Risk Assessment & Management
The most significant risk currently facing the project is system integration complexity. The robot now combines several independent subsystems: the KR260 vision pipeline, ROS 2 communication bridge, Nav2 navigation stack, Google Cartographer SLAM, and the VNH5019 motor driver, all of which must operate reliably together in real time. A failure or timing issue at any interface point can break the full navigation and detection loop. This risk is being managed through incremental integration testing: each subsystem was validated in isolation through unit testing before being connected to the stack, and the team is actively debugging edge cases such as the RPLiDAR initialization timing issue that was identified this week.
A second significant risk is hardware reliability. The RPLiDAR serial timeout failure demonstrated that a single faulty component can halt progress across multiple dependent subsystems. We fixed this by replacing it with a new unit, which restored LiDAR, SLAM, Nav2, and motor control functionality, but a single fragile moving component completely crippling our implementation is a concern. Going forward, the contingency plan is to maintain awareness of which components are single points of failure and, where feasible, have spare units or fallback sensor configurations available before the final demonstration. Looking back, we could have treated the sensor with a bit more care…

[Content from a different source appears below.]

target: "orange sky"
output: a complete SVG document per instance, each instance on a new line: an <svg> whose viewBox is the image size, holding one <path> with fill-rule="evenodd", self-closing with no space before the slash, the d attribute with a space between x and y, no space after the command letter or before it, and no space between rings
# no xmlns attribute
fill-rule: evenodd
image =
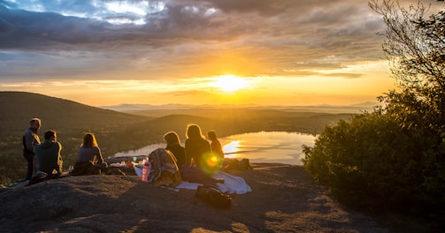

A third risk is schedule pressure ahead of the interim demo. The pan-tilt camera integration and full end-to-end validation between the vision and navigation systems are still outstanding. If camera tracking integration takes longer than expected, the contingency is to demonstrate autonomous navigation and human detection independently. The core navigation stack is already functional, and our bluetooth speaker plays the correct audio, so we feel that we will have a strong interim demo even if certain parts are not ready for the final demo.
Design Changes & Their Implications
One notable change to the system design was the addition of bounding box aspect ratio analysis to the pose detection pipeline on the KR260. The original detection approach relied primarily on pose keypoints, but this proved insufficient for reliably identifying persons in a lying-down orientation without generating false positives from partial body detections. The heuristic was refined to combine bounding box size, position within the frame, and aspect ratio to improve classification accuracy. This change was necessary to make the laying-down detection practically usable rather than noisy. The cost is added complexity in the detection pipeline and additional tuning effort, but this is mitigated by the fact that the change is contained entirely within the vision subsystem and does not affect the ROS 2 interface or downstream navigation behavior.
No changes to the high-level requirements or system block diagram have been made. The overall architecture KR260 for vision, Raspberry Pi 5 for compute and motor control, RPLiDAR for mapping, and Nav2 for navigation remains as originally specified.
One minor additional change that will be made is the addition of fillets and thicker joints for our bucket due to how it is mounted. 3D printed structures have vastly different strength depending on which way you stress them.